April 3, 2011.
Despite a plethora of options, people keep reimplementing the analytics wheel. There are even, one might venture, probably some good reasons for doing so. But rather, than discuss the merits of building analytics systems, I want to discuss dealing with robot and scripting traffic from the homebrew solution you already built.
There's nothing quite like seeing your site's traffic has doubled over the last few weeks. However, when you're dealing with a freshly rolled-out hand-rolled analytics system, digging deeper you're likely to find a IPs who are performing as many requests as the other ninety-five percent combined. (This is particularly true if your site is large enough to be individually targetted for SEO, social media or plain old garden variety spam.)
Fortunately, automated traffic polluting your analytics is relatively straightforward to get under control. The solution will vary primarily on if you are attempting to gather real-time analytics or if you are performing periodic rollups of logs. (Or, mayhaps, some kind of hybrid.)
Generating analytics via periodic rollups is a fairly straightforward process. A simple approach is to find the median requests per IP and treat that median as the cutoff for requests you'll use in your rollups. This approach has (at least) two issues: first, it will give an extremely conservative number, and second it will hide interesting behavior in your most engaged (but still legitimate) users.
If you assume that the number of total unique IPs is much higher than the number of illegitimate IPs (this seems to hold true: the number of pageviews from each of those illegitimate IPs may be remarkably high, but there are relatively few of them), then you can use the more liberal calculation of capping the maximum acknowledged pageviews per IP at mean (rather than median) pageviews plus a standard deviation.
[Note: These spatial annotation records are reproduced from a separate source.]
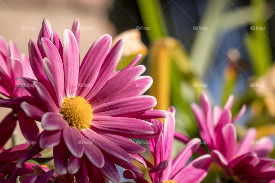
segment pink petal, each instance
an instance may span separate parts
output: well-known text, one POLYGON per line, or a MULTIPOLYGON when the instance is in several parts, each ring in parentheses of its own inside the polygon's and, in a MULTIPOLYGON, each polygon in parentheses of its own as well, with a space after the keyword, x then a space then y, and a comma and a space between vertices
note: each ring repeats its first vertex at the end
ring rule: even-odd
POLYGON ((41 133, 39 144, 42 149, 46 149, 57 146, 60 143, 61 130, 47 131, 41 133))
POLYGON ((206 125, 207 122, 204 119, 202 110, 197 104, 195 103, 191 104, 191 108, 197 120, 201 136, 204 141, 207 142, 208 146, 209 148, 211 148, 213 146, 212 140, 206 125))
POLYGON ((70 174, 74 174, 78 171, 81 166, 82 159, 76 158, 72 155, 69 159, 67 170, 70 174))
POLYGON ((20 107, 27 116, 35 120, 41 121, 41 119, 45 113, 36 106, 31 105, 24 102, 20 107))
POLYGON ((0 35, 0 52, 6 56, 6 40, 2 36, 0 35))
POLYGON ((44 71, 42 57, 34 40, 31 39, 29 42, 29 55, 31 66, 38 81, 48 81, 44 71))
POLYGON ((215 106, 213 108, 213 120, 214 127, 217 126, 221 118, 223 110, 219 106, 215 106))
POLYGON ((60 39, 59 37, 57 34, 57 33, 53 30, 52 32, 52 35, 51 35, 51 41, 54 45, 56 49, 58 50, 58 52, 59 53, 60 55, 60 57, 61 57, 61 59, 62 60, 62 61, 63 61, 63 47, 61 43, 61 41, 60 41, 60 39))
POLYGON ((93 108, 93 114, 95 116, 121 116, 143 112, 155 107, 156 104, 156 98, 152 96, 132 97, 98 106, 93 108))
POLYGON ((148 182, 144 178, 137 175, 133 171, 126 170, 123 172, 123 176, 126 178, 133 179, 136 182, 148 183, 148 182))
POLYGON ((239 143, 235 156, 239 156, 249 152, 251 150, 251 142, 254 142, 256 135, 257 131, 255 128, 251 128, 249 129, 246 134, 239 143))
POLYGON ((172 154, 172 148, 173 142, 174 139, 174 132, 175 131, 175 111, 174 107, 172 106, 168 110, 168 116, 164 119, 162 133, 163 140, 165 142, 164 148, 166 150, 166 155, 165 158, 166 160, 170 160, 171 158, 172 154), (171 111, 172 112, 170 112, 171 111))
POLYGON ((274 143, 268 137, 264 137, 256 141, 256 144, 252 150, 257 153, 259 157, 264 157, 269 155, 273 150, 274 143))
POLYGON ((142 95, 149 89, 152 83, 153 79, 150 76, 140 76, 126 88, 110 100, 109 102, 127 97, 142 95))
POLYGON ((54 100, 47 89, 42 84, 36 81, 34 84, 37 90, 38 94, 46 104, 46 107, 50 111, 59 113, 59 109, 57 107, 54 100))
POLYGON ((67 126, 62 114, 50 112, 45 113, 41 121, 42 128, 48 131, 61 130, 67 126))
POLYGON ((37 183, 46 183, 52 178, 52 176, 53 176, 54 173, 54 170, 53 169, 45 173, 40 176, 40 177, 37 180, 37 183))
POLYGON ((129 154, 113 142, 89 128, 82 130, 82 132, 88 139, 99 148, 112 155, 129 163, 133 162, 132 158, 129 154))
POLYGON ((221 148, 224 146, 223 142, 221 138, 222 136, 222 130, 224 127, 228 124, 231 124, 232 115, 231 112, 228 109, 226 109, 223 111, 221 115, 219 122, 215 128, 215 132, 216 134, 217 146, 216 149, 221 150, 221 148))
POLYGON ((62 130, 62 135, 68 149, 72 154, 80 158, 84 152, 83 146, 80 143, 82 140, 82 135, 75 127, 68 126, 62 130))
POLYGON ((115 165, 107 157, 105 157, 105 161, 104 166, 99 169, 101 173, 105 177, 108 177, 110 180, 115 183, 121 182, 121 178, 115 165))
POLYGON ((217 150, 214 150, 211 152, 213 161, 217 163, 222 168, 227 168, 228 162, 222 154, 217 150))
POLYGON ((82 137, 84 146, 84 153, 89 160, 98 168, 102 168, 104 165, 104 156, 97 147, 85 137, 82 137))
POLYGON ((167 117, 168 114, 166 111, 162 110, 148 110, 146 111, 135 114, 131 114, 123 116, 126 118, 137 118, 140 120, 164 118, 167 117))
POLYGON ((90 100, 105 84, 115 69, 122 54, 125 41, 121 40, 111 49, 102 64, 96 81, 87 96, 85 97, 90 100))
POLYGON ((109 51, 112 37, 105 34, 94 43, 85 55, 79 68, 76 95, 84 97, 89 93, 97 79, 101 65, 109 51), (85 86, 88 85, 90 87, 85 86))
POLYGON ((173 180, 186 183, 199 183, 207 175, 212 162, 211 156, 206 154, 196 158, 180 170, 173 178, 173 180))
POLYGON ((53 154, 54 166, 57 173, 61 175, 66 174, 67 162, 70 153, 64 141, 54 147, 53 154))
MULTIPOLYGON (((49 62, 49 64, 46 64, 46 65, 48 66, 50 65, 52 66, 53 70, 52 71, 51 73, 52 75, 54 74, 54 77, 58 79, 56 81, 56 85, 54 86, 57 87, 58 90, 60 92, 58 92, 56 90, 55 91, 60 96, 60 97, 62 98, 61 98, 63 99, 65 96, 64 71, 61 57, 58 50, 50 41, 46 38, 42 38, 41 41, 46 56, 48 59, 48 61, 49 62)), ((43 61, 43 62, 44 62, 43 61)), ((45 67, 44 63, 44 69, 46 70, 47 67, 45 67)), ((50 69, 50 71, 51 69, 50 69)), ((46 72, 47 71, 46 70, 46 72)), ((47 75, 46 72, 46 73, 47 75)), ((54 89, 55 89, 54 88, 54 89)))
POLYGON ((188 160, 198 149, 200 145, 201 140, 196 138, 190 140, 176 156, 172 162, 169 179, 172 178, 184 168, 188 160))
POLYGON ((108 80, 91 100, 90 103, 92 107, 103 104, 111 99, 126 88, 145 70, 145 67, 140 65, 108 80))
POLYGON ((63 53, 65 90, 69 97, 75 96, 77 88, 79 53, 75 37, 68 29, 63 33, 63 53))
POLYGON ((77 42, 78 49, 79 48, 79 39, 80 38, 80 28, 79 21, 77 18, 75 19, 74 23, 72 24, 72 32, 74 33, 74 37, 75 37, 76 42, 77 42))
POLYGON ((223 108, 224 109, 228 109, 229 110, 231 110, 232 108, 232 106, 233 106, 233 104, 234 102, 234 96, 233 95, 230 95, 227 100, 224 107, 223 108))
POLYGON ((74 175, 77 182, 89 183, 90 182, 88 180, 87 169, 85 164, 85 162, 83 161, 79 170, 74 175))
POLYGON ((42 48, 41 39, 42 37, 46 37, 50 39, 51 37, 51 34, 52 27, 51 26, 51 24, 47 19, 44 18, 42 22, 42 27, 40 29, 39 34, 38 35, 38 39, 37 39, 37 45, 41 53, 42 58, 45 57, 45 55, 42 48))
MULTIPOLYGON (((121 39, 120 40, 122 40, 122 39, 121 39)), ((125 68, 123 69, 118 71, 117 71, 115 72, 112 75, 112 76, 110 77, 110 79, 111 79, 113 78, 119 74, 121 74, 122 73, 125 72, 129 69, 135 67, 135 66, 137 64, 138 62, 139 61, 140 59, 141 58, 142 56, 142 54, 141 53, 139 53, 137 55, 137 56, 135 56, 129 65, 126 66, 125 68)))
POLYGON ((39 134, 39 130, 35 121, 28 118, 25 114, 20 113, 17 113, 17 118, 24 136, 28 141, 34 141, 39 134))
POLYGON ((129 153, 141 154, 146 149, 127 138, 120 135, 107 132, 101 133, 101 135, 118 145, 129 153))
POLYGON ((24 69, 24 70, 23 71, 23 76, 37 80, 37 79, 32 69, 29 57, 24 54, 21 55, 21 61, 24 69))
POLYGON ((233 159, 236 150, 237 135, 236 128, 232 124, 227 124, 223 128, 222 133, 224 151, 221 152, 225 155, 226 159, 230 161, 233 159))
POLYGON ((94 117, 91 125, 102 130, 134 136, 158 132, 156 127, 151 123, 133 118, 97 116, 94 117))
This introduces a small amount of deviant behavior, but as you notice how few IPs are generating the vast majority of your automated traffic, you can calculate the expected overage, which will tend to be quite low. (If you're of a slightly lazier bent, you can simply calculate the cutoff once on a representative day and treat it as a constant rather than running the queries to recalculate it each day.)
With that simple change, your analytics have gotten quite a bit more actionable. Sure, some hacker with four AWS instances is using 25% of your site's resources, but at least you are no longer pretending your engagement is skyrocketing.
Both MySQL, Hive and most other databases you'd be using to store your analytics have functions/UDFs for the mean and standard deviations, so these approaches are pretty straight forward to implement in practice.
For filtering automated traffic from a real-time analytics system we'll want a similar approach to the one used for periodic rollups, but without the benefit of being able to reason about the complete set of actions a user will perform in a given period. We also don't have the benefit of redoing the calculation later once the period has ended (e.g. after the day ends), which is a strong argument for running a hybrid where real-time data is surplanted by periodic rollups as they become available. (With the hidden cost that the changing numbers would confuse the hell out of most users of your analytics.)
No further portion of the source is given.